Sunday night she sleeps like crap and I'm up checking on her often as it sounds like she's gasping for air.  Monday we get up and she goes to daycare.

Monday afternoon I get the call from daycare.  She BF with me at 6:30, then ate 2 ounces of BM at 9:30, 1 ounce of BM at 1:30 and they finally got her to eat 3 more ounces of BM at 3:15.  This 3 ounces proceeded to come right back up in the form of VOMIT, yes vomit, NOT spit up.  Through her nose and everything.  Then they check her temp, 100.4 under arm and 101.7 forehead.  Yikes.  Come get her they say.

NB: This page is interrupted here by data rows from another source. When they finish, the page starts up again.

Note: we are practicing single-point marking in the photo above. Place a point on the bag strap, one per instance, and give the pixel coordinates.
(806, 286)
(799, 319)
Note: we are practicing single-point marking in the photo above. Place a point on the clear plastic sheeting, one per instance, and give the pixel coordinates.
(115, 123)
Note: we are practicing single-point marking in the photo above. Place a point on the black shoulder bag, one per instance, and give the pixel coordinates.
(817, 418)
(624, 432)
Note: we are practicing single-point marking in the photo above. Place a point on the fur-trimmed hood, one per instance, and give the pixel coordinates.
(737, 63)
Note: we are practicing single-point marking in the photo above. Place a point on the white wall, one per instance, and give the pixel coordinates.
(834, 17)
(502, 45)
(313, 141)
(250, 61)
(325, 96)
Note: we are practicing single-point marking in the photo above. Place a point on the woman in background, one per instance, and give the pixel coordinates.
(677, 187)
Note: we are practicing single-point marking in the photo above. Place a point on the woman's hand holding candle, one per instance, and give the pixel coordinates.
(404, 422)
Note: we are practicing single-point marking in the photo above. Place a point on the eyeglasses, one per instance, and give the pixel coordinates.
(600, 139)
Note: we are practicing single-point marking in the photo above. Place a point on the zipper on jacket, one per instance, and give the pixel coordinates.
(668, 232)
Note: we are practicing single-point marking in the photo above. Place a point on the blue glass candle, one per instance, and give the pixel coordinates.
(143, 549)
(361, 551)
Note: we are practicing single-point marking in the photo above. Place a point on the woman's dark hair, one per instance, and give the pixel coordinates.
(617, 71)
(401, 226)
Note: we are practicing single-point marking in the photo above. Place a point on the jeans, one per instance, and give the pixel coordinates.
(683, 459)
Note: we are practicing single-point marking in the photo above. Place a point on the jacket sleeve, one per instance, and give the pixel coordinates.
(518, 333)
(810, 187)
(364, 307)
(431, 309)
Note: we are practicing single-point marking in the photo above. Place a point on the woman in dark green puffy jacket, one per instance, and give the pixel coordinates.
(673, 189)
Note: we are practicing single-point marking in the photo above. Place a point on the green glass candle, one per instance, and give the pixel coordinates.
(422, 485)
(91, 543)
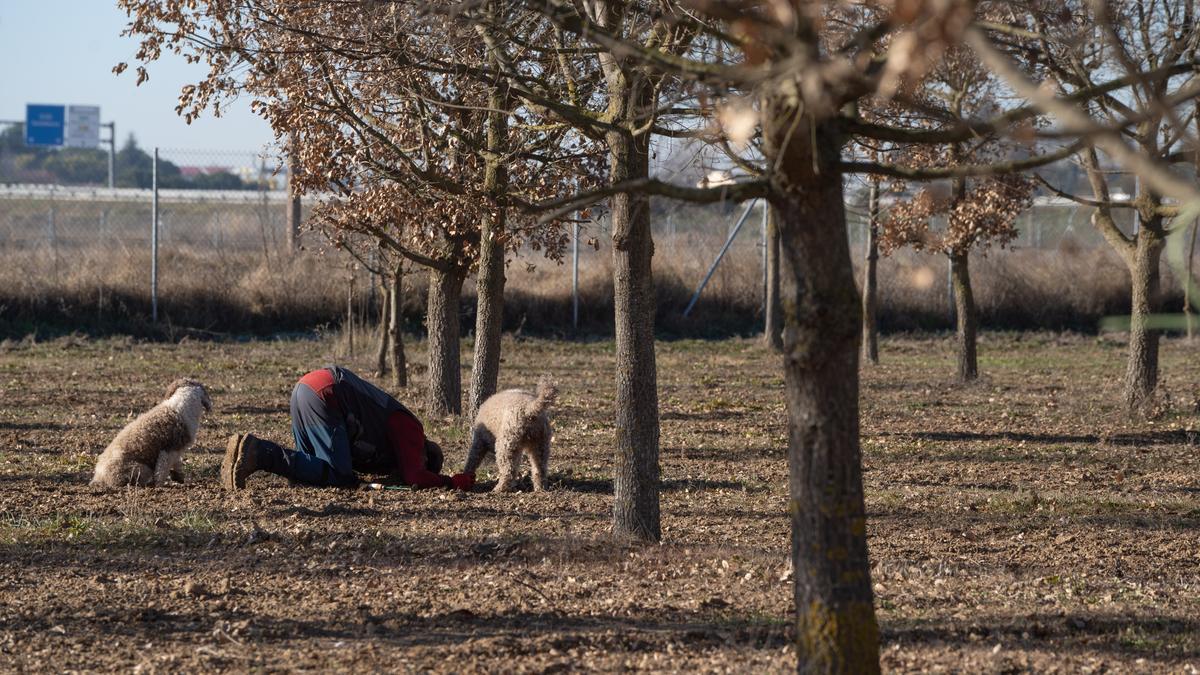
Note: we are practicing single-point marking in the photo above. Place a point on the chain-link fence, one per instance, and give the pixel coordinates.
(227, 260)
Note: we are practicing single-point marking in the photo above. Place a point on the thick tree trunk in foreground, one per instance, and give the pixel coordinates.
(396, 328)
(1141, 371)
(773, 323)
(870, 278)
(444, 394)
(490, 284)
(636, 484)
(966, 317)
(837, 631)
(489, 316)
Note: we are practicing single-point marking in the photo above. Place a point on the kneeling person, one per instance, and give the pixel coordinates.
(341, 424)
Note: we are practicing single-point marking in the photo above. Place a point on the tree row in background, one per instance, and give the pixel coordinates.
(451, 135)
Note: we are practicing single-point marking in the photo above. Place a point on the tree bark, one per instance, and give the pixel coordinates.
(837, 631)
(444, 394)
(1141, 370)
(1188, 310)
(396, 327)
(870, 280)
(636, 485)
(490, 282)
(384, 333)
(773, 324)
(967, 317)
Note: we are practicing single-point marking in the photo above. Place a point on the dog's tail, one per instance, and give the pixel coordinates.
(543, 399)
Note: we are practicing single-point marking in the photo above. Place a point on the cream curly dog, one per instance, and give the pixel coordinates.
(150, 449)
(510, 423)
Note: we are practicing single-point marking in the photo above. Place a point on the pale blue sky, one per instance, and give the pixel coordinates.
(64, 51)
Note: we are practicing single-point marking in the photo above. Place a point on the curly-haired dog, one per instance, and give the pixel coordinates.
(150, 449)
(510, 423)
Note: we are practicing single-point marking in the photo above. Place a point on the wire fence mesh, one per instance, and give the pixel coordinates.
(226, 250)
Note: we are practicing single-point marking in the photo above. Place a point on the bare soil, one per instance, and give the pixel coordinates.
(1017, 524)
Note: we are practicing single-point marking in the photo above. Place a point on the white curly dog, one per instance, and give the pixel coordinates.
(510, 423)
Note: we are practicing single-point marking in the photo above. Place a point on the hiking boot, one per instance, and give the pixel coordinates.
(240, 460)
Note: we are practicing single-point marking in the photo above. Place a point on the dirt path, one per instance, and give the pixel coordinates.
(1015, 524)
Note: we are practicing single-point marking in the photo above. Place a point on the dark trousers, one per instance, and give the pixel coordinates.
(322, 455)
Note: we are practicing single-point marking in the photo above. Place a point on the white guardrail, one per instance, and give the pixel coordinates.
(75, 193)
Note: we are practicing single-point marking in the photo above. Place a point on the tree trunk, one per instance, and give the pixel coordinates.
(396, 327)
(636, 485)
(837, 631)
(1189, 281)
(490, 284)
(870, 281)
(384, 333)
(966, 315)
(1141, 371)
(349, 316)
(773, 328)
(444, 394)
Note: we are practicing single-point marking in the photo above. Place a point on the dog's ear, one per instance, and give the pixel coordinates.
(185, 382)
(175, 386)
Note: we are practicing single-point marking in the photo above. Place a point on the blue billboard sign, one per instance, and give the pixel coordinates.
(45, 124)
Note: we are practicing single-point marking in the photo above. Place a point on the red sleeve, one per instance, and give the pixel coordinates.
(407, 438)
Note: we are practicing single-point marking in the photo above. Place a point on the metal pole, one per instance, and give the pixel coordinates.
(154, 238)
(949, 285)
(53, 231)
(293, 201)
(725, 249)
(762, 237)
(575, 278)
(112, 151)
(1137, 214)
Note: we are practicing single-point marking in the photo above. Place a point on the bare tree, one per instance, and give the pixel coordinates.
(1153, 42)
(385, 106)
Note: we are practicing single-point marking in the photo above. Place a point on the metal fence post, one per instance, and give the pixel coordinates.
(293, 225)
(53, 232)
(575, 278)
(725, 249)
(154, 238)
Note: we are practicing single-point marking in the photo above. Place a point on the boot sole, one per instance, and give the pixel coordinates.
(231, 461)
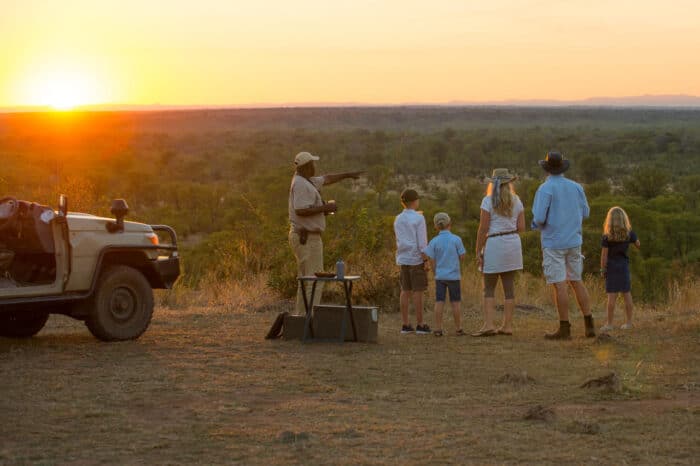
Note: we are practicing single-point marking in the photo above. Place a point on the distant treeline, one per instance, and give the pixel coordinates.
(221, 177)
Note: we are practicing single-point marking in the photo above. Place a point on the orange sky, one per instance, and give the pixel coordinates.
(237, 52)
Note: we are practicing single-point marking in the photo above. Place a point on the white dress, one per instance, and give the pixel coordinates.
(503, 253)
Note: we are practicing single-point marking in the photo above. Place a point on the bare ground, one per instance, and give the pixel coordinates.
(203, 386)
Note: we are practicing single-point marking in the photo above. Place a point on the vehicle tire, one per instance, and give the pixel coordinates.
(22, 324)
(122, 306)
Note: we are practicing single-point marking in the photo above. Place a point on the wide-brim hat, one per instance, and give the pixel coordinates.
(302, 158)
(503, 175)
(409, 195)
(554, 163)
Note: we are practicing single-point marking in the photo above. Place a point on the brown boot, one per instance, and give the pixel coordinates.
(590, 328)
(564, 332)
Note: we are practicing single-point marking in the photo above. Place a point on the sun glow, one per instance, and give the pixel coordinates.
(62, 89)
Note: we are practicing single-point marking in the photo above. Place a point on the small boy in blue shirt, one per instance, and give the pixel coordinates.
(445, 252)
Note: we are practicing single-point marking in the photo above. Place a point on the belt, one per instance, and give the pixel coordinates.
(503, 233)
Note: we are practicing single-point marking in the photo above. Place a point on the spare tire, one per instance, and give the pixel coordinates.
(122, 306)
(22, 324)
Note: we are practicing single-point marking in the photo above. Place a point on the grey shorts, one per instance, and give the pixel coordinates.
(562, 265)
(413, 278)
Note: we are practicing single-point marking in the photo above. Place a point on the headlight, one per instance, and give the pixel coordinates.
(153, 238)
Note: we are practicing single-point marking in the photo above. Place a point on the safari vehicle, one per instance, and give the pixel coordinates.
(98, 270)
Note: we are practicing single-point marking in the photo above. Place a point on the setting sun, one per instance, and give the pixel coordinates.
(62, 90)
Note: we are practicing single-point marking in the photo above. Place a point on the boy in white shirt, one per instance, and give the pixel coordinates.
(411, 239)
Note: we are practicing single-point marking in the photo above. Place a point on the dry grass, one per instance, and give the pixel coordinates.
(203, 386)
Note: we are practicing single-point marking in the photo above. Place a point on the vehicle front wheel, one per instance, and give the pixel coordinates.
(22, 324)
(122, 306)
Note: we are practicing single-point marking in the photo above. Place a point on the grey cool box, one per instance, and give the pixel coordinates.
(326, 323)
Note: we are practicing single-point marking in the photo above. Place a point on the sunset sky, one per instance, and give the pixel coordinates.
(230, 52)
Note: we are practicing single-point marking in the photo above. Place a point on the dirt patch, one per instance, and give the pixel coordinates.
(583, 427)
(204, 386)
(519, 378)
(609, 383)
(539, 413)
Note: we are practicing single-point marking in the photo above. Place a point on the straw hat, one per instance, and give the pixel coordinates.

So we go to the docs.  They find a pretty nastly looking ear infection.  Ugh.  She wasn't crying or grabbing her ears or anything.  Crazy.  So they give us an antibiotic (the third in her short life).  I ask for no amoxicillan as it makes the reflux worse.  So zithromax it is.

Today she cried and fussed more than normal, but seems to be doing better.  Gotta love the pain drops for her ears though - helps get us through!

5 1/2 months before the first ear infection.  Not too shabby!!